Make a Tabletop Fire Tornado: Red and Blue Flames


Red & Blue Fire Vortex
Red & Blue Fire Vortex (Anne Helmenstine)

It’s fun and educational to make a tabletop fire tornado or fire vortex. Why not experiment with color, too? The easiest variation is the green fire tornado, but you can use other chemicals and a similar technique to get other colors or even multiple colors. This fire tornado showcases red and blue flames.

Materials

  • mesh waste basket
  • lazy susan or turntable
  • strontium nitrate (emergency flare)
  • methanol (Heet fuel treatment)
  • heat-safe plate (Pyrex or stoneware are good choices)

If you don’t have methanol, a different alcohol or lighter fluid will burn with a blue flame. I used strontium nitrate for red flames, which I got by cutting open an emergency flare and collecting the powder. You could also order pure strontium nitrate online or use another metal salt that burns red, such as a lithium salt.

Red & Blue Fire Tornado
Red & Blue Fire Tornado (Anne Helmenstine)

Instructions

  1. Set the waste basket on the turntable.
  2. Sprinkle a small amount of strontium nitrate (flare powder) in the middle of your plate.
  3. Set the plate inside the waste basket.
  4. Place the waste basket on the turntable.
  5. Dampen the strontium nitrate with the methanol and pour a small amount around it.

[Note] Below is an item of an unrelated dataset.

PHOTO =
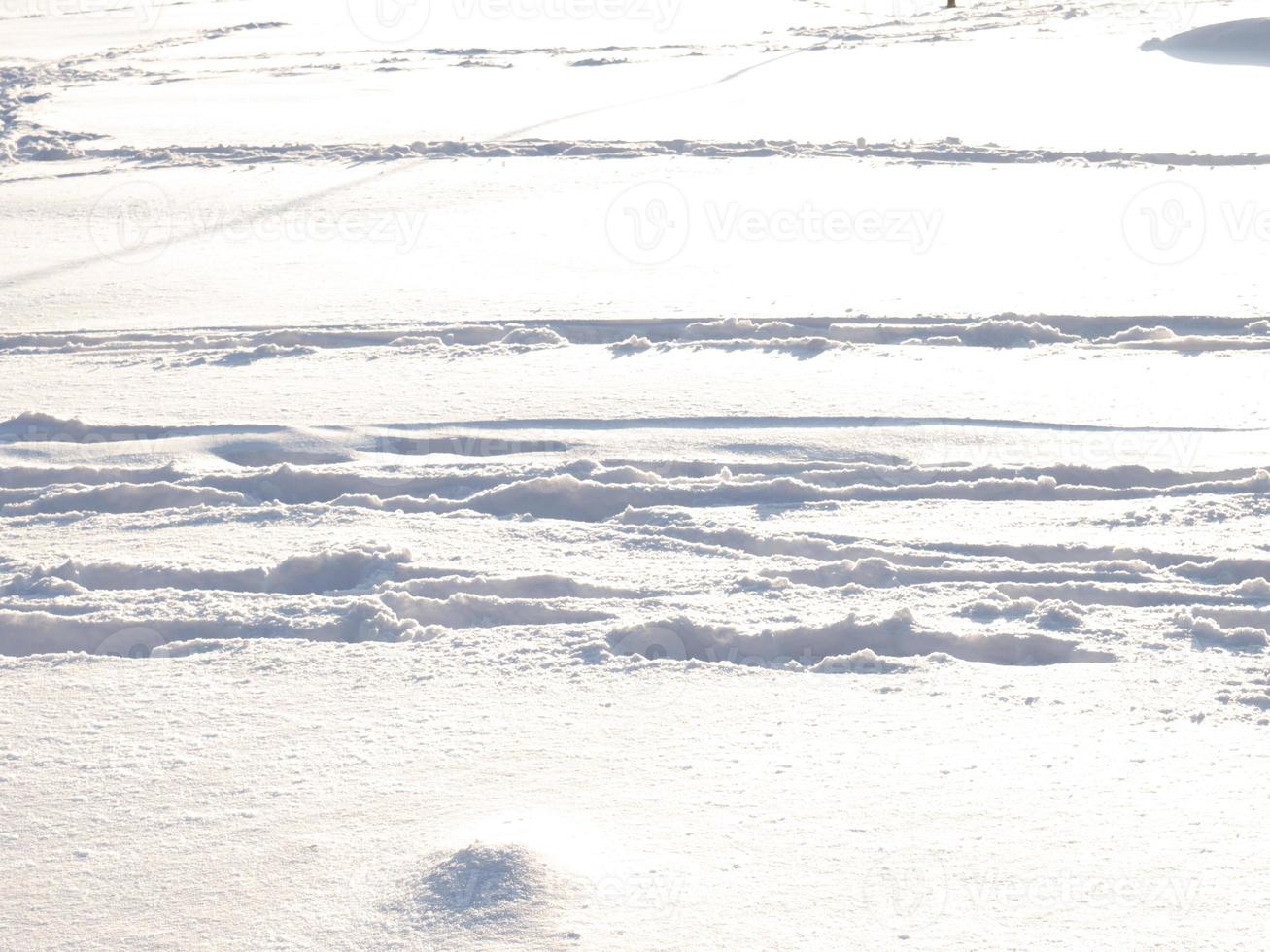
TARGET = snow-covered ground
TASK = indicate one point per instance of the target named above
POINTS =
(634, 475)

Don’t get crazy with the fuel, at least until you know what to expect.
  6. Light the fuel and spin the turntable.
  7. You can let it go out on its own, blow it out, cover it with a pan, or douse it with water. The methanol burns quickly, so putting it out is not generally an issue. However, for the pyros out there who will get carried away, it’s good to know all the various ways you can safely extinguish the flames.

I tried this project a few different ways. It’s possible to completely isolate the two colors from each other by placing the fuel (methanol) in two small metal cups and adding a pinch of strontium nitrate to one of them. You set the cups inside the waste basket, ignite the fuel, and slowly spin the turntable. It’s a spectacular effect, but it’s not the safest activity, since physics will pull the cups outward as you spin the basket. I think you’d get good results sticking the cups to a base using a hot glue gun, but I have not tried it yet.

Make It Red, White & Blue

You can add aluminum or titanium flakes to get white sparkles. Burning a separate pile of Epsom salts with methanol can give you white flames, though in my experience most products have enough sodium contamination to give you more yellow than white. There’s magnesium metal, which would certainly liven things up… not recommending, just saying.